12

As part of our project, we have created quite a bushy folder/file tree on S3 with all the files taking up about 6TB of data. We currently have no backup of this data which is bad. We want to do periodic back ups. Seems like Glacier is the way to go.

The question is: what are the ways to keep the total cost of a back up down?

Most of our files are text so we can compresses them and upload whole ZIP archives. This will require processing (on EC2) so I am curious whether there is any rule of thumb to compare extra cost of running an EC2 instance for zipping versus just uploading uncompressed files.

Also, we would have to pay for data transfer so I am wondering if there is any way of backing up other than (i) download file from S3 to an instance; (ii) upload file in its raw form or zipped up to Glacier.

I Z
  • 5,719
  • 19
  • 53
  • 100
  • We finally got tired of dealing with the long latency to restore from Glacier which is typically 3-5 hours, and the hidden cost factors. We ended up creating a program to synchronize and create snapshots of my buckets, amongst other things, using S3 Reduced Redundancy Storage to better approximate the cost savings benefits of Glacier. It has worked well for us for the past few years so we ended up turning it into a commercial product. You can try a full featured 2 week trial version absolutely free at [BucketBacker](https://www.bucketbacker.com/) – Krafty Mar 14 '15 at 14:57

2 Answers2

23

I generally think of Glacier as an alternative storage to S3, not an additional storage. I.e., data would most often be stored either in S3 or Glacier, but rarely both.

If you trust S3's advertised eleven nines of durability, then you're not backing up because S3 itself is likely to lose the data.

You might want to back up the data because (like I do) you see your Amazon account as a single point of failure (e.g., credentials are compromised or Amazon blocks your account because they believe you are doing something abusive). However, in that case, Glacier is not a sufficient backup as it still falls under the Amazon umbrella.

I recommend backing up S3 data outside of Amazon if you are concerned about losing the data in S3 due to user error, compromised credentials, and the like.

I recommend using Glacier as a place to archive data for long term, cheap storage when you know you're not going to need to access it much, if ever. When things are transitioned to Glacier, you would then delete them from S3.

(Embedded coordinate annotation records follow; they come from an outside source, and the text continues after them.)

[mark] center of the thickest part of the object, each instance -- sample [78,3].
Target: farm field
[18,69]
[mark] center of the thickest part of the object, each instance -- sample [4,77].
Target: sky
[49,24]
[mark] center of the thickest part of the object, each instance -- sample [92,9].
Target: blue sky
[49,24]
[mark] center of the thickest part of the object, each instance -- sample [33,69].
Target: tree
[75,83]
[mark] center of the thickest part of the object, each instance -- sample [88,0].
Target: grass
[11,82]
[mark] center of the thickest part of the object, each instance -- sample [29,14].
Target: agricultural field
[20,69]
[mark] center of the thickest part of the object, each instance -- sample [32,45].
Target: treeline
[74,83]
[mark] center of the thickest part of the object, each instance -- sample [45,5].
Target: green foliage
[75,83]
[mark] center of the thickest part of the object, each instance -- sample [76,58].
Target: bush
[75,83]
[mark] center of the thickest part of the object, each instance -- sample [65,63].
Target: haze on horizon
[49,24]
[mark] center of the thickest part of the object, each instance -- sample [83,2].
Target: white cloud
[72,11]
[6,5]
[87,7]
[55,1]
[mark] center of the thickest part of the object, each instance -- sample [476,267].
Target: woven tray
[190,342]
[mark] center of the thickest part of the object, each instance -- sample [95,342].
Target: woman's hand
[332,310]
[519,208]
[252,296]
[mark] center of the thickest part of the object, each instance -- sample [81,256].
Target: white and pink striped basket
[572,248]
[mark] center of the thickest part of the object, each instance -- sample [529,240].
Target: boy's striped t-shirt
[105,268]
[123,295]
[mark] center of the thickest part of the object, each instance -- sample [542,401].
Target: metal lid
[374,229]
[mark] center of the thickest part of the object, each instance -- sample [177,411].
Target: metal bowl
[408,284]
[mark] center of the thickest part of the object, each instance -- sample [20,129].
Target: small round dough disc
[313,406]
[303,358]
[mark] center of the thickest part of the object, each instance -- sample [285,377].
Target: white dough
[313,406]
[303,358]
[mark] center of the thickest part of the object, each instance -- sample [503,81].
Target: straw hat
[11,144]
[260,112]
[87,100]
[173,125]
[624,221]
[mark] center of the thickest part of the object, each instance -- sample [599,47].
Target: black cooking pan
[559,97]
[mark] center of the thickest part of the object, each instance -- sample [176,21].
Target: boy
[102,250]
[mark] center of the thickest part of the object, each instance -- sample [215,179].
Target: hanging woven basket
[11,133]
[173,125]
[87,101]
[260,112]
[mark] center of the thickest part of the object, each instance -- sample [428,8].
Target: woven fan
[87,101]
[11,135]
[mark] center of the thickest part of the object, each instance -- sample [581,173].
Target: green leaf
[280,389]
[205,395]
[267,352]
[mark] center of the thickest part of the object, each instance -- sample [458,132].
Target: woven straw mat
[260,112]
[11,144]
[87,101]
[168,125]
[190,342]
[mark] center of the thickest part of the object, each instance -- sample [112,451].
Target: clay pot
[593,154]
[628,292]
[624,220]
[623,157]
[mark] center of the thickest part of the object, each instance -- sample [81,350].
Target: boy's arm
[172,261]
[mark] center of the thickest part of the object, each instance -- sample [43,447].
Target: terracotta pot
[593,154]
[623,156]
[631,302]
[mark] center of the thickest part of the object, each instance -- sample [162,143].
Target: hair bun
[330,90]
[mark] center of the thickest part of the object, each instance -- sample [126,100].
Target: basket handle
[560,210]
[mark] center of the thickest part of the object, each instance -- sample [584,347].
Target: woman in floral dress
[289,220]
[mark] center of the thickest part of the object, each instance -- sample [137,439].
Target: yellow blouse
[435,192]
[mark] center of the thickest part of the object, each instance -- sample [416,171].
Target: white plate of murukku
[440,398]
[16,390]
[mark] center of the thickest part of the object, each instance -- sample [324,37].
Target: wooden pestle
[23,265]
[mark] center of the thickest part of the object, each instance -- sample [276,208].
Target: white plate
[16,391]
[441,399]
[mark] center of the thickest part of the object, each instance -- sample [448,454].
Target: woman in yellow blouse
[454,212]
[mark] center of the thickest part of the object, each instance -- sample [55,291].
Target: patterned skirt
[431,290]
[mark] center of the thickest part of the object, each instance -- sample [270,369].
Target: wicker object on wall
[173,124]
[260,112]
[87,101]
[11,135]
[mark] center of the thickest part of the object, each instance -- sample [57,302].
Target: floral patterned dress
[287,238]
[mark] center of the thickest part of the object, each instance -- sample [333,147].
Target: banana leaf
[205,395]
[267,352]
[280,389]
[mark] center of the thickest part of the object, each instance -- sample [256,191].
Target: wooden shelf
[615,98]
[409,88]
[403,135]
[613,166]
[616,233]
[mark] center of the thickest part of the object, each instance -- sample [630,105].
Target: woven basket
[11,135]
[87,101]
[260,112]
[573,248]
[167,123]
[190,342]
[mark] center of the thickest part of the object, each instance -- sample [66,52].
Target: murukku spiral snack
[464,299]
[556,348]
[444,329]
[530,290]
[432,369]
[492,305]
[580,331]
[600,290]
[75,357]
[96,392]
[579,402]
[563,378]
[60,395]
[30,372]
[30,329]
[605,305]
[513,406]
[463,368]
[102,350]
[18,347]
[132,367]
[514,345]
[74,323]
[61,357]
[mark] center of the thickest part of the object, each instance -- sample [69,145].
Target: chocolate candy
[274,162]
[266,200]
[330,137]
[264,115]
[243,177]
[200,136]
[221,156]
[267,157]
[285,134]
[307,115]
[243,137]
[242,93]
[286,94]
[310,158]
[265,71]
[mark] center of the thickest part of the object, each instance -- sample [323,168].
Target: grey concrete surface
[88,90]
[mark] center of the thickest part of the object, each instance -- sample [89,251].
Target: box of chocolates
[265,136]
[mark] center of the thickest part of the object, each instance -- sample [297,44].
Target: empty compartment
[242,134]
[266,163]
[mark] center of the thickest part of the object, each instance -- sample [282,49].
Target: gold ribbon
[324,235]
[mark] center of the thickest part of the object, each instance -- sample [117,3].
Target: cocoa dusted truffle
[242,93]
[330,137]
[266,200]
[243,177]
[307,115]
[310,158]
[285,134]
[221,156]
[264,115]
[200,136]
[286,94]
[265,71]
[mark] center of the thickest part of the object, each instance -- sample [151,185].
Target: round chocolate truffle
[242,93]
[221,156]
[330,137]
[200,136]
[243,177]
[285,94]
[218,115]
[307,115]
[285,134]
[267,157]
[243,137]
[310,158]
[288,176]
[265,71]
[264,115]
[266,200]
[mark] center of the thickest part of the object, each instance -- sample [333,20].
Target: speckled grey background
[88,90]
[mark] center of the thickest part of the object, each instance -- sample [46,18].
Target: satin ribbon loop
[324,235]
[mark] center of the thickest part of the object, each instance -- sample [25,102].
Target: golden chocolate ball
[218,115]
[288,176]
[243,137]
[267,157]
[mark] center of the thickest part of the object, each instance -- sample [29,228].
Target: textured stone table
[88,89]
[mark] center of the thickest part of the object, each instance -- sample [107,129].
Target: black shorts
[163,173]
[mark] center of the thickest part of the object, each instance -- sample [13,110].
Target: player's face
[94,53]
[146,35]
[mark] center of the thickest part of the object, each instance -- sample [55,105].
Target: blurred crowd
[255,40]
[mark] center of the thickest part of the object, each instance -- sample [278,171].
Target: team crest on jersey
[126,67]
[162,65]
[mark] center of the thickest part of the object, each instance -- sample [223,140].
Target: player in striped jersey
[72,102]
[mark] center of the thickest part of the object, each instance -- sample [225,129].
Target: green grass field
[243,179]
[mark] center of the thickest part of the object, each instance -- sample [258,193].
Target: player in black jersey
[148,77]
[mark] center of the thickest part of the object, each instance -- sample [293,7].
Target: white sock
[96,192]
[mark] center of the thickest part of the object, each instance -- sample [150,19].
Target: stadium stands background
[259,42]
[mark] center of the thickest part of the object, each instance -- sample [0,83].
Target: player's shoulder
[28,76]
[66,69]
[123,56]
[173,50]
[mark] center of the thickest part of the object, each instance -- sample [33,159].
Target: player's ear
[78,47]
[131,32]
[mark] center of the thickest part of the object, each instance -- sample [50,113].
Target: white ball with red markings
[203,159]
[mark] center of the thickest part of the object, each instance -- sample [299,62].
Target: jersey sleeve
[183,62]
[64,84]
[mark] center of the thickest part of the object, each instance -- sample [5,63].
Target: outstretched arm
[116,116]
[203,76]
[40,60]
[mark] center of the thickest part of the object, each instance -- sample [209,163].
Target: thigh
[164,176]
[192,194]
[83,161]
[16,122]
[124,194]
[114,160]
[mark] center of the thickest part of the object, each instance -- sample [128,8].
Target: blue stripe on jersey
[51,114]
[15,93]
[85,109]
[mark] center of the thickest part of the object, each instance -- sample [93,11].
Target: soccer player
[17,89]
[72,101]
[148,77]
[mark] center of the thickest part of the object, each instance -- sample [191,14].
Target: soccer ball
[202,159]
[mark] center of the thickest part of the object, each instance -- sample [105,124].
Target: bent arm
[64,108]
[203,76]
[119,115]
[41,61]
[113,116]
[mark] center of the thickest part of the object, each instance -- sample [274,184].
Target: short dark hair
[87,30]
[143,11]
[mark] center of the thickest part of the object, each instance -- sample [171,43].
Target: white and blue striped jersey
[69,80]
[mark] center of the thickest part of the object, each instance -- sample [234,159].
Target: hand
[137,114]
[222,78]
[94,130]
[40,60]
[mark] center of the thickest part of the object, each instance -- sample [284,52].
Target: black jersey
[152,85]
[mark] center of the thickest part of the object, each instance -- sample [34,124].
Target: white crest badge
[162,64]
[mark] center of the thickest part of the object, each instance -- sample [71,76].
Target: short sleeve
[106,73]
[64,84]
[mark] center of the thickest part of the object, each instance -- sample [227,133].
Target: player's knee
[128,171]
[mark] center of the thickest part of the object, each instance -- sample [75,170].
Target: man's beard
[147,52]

Amazon provides automatic archival from S3 to Glacier which works great, but beware of the extra costs if the average size of your files is small. Here's an article I wrote on that danger:

Cost of Transitioning S3 Objects to Glacier
http://alestic.com/2012/12/s3-glacier-costs

If you still want to copy from S3 to Glacier, here are some points related to your questions:

  • You will presumably leave the data in Glacier a long time, so compressing it is probably worth the short term CPU usage. The exact trade off depends on factors like the compressibility of your data, how long it takes to compress, and how often you need to perform the compression.

  • There is no charge for downloading data from S3 to an EC2 instance. There is no data transfer charge for uploading data into Glacier.

  • If you upload many small files to Glacier, the upload per item charges can add up. You can save on cost by combining many small files into an archive and uploading it.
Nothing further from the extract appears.